Portuguese diplomat (born 1964)

Isabel Brilhante Pedrosa (born 1964) is a Portuguese diplomat who served as the European Union Ambassador to Venezuela. She became the ambassador in February 2018 and she was asked to leave in the following year.

==Career==
Brilhante Pedrosa had served as Portugal's Consul General in Caracas as well as Portugal's ambassador to Namibia (she presented her credentials on July 20, 2016) and Libya.

In February 2018, she became the European Union Ambassador to Venezuela.
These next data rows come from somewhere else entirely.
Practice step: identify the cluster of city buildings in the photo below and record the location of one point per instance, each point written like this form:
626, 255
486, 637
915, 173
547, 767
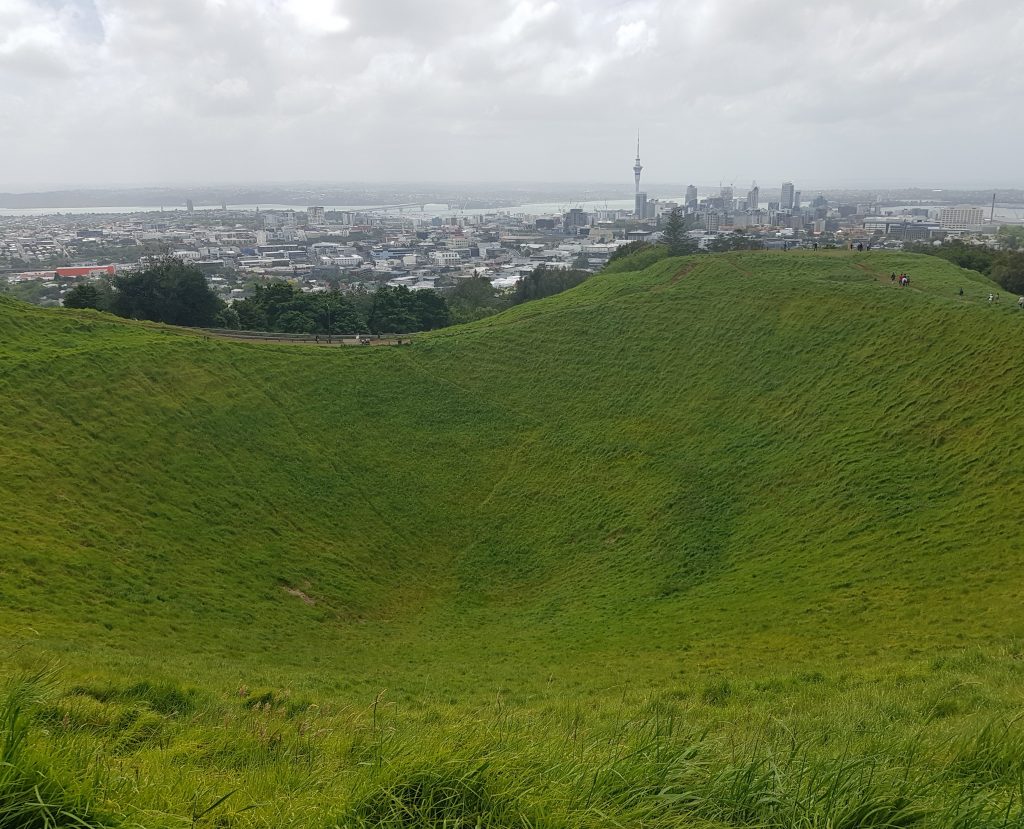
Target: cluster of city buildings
403, 245
318, 249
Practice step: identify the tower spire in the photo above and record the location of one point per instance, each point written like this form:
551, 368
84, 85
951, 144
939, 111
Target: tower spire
637, 167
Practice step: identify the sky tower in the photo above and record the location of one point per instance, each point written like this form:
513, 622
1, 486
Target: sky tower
637, 167
640, 200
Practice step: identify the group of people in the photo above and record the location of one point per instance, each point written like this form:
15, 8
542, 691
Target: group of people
903, 280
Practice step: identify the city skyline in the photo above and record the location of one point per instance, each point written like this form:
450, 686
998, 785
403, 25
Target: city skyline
340, 90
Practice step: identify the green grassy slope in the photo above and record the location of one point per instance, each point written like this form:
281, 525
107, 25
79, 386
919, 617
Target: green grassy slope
743, 489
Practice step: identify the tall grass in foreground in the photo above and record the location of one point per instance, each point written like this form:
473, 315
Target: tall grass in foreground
30, 796
262, 760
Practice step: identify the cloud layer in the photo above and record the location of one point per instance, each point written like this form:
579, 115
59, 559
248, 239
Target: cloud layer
148, 91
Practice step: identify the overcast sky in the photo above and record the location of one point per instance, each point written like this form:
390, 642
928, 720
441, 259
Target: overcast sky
925, 92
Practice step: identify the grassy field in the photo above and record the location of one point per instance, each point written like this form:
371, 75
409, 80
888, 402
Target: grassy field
730, 541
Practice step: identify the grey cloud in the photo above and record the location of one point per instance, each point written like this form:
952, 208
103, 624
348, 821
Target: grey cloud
509, 89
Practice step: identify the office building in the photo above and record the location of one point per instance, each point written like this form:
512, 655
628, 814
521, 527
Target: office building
961, 218
787, 192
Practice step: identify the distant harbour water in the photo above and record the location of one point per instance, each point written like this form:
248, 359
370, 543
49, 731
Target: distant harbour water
1004, 213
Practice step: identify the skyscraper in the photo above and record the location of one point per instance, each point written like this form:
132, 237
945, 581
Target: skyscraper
639, 207
754, 197
786, 200
314, 217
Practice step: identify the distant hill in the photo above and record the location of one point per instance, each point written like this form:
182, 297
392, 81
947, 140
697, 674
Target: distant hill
689, 484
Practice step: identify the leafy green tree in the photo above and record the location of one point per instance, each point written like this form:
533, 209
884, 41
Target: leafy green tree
170, 292
545, 281
295, 322
635, 256
398, 310
473, 299
674, 235
281, 306
83, 296
228, 318
972, 257
431, 310
1011, 236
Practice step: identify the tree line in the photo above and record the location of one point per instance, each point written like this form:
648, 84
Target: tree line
177, 293
1006, 267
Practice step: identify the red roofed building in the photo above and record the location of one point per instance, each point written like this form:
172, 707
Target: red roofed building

On June 29, 2020, Nicolás Maduro expelled Brilhante Pedrosa, giving her 72 hours to leave the country, but the decision was later reversed. On 24 February 2021, the ruling party controlled National Assembly in Venezuela called on the government to expel her, following new sanctions by the bloc against 19 Venezuelan officials. Maduro's government declared her persona non grata afterwards, and once more gave her 72 hours to leave the country. Brilhante Pedrosa left after a week. In retaliation the EU decided in 2021 to declare Venezuela's ambassador to the EU as also persona no grata. However the diplomat Claudia Salerno Caldera was also the ambassador to other countries, and this confused the case of expelling her.

In 2021, the EU High Representative for Foreign Policy, Josep Borrell, appointed Brilhante Pedrosa as a member of a delegation to Cuba.